The CCW Working Group on Armed Conflict will meet from 9am to 11am on Friday 27 May in the Allen & Overy Room, Pembroke College. Please see below for details of the papers that will be discussed.
If you are interested in attending and are not already on the Working Group's mailing list, please contact nicholas.barker@nuffield.ox.ac.uk for more information.
Sara Usher: "Is it Recurrence or Persistence?: The Fallacy of Intrastate Conflict Coding Practices"
Sara's topic is on the consequences of different coding practices to academia, policy and practice in regards to intrastate conflict. Preliminary findings from the UCDP Conflict Data Programme will be presented.
Catharina Lewerenz:"Pro-Government Militias as a strategy to Violent and Non-Violent Campaigns?"
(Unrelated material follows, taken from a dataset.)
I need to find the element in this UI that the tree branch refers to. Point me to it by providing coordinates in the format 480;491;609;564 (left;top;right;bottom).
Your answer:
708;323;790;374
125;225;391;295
Do incumbents recur to pro-government militias when dealing with violent oppositions? And, do pro-government militias play a role when the opposition uses non-violent strategies? From 1981 to 2007, 736 violent and 239 non-violent campaign months took place in 64 countries aiming for regime change, anti-occupation, or secession. These mass mobilisations pose a threat to incumbent regimes pressuring them to take action for their own survival. Interestingly, while pro-government militias are active in two-third of the violent campaigns, they were also actively engaged in political violence during half of the non-violent campaigns. This is the first paper seeking to explain this pattern by examining the causal relationship between violent/non-violent campaigns and the activity of pro-government militias. I argue that governments are more likely to treat militias as strategic means to use repression in response to mass mobilisation when a) the campaign takes place outside the centre, b) if the campaign is able to create parallel administrative, social, political and economic structures, and c) if the state faces otherwise domestic and international repercussions. I test this argument using the Pro-government militia database (1981-2007) and the Navco 2.0 dataset.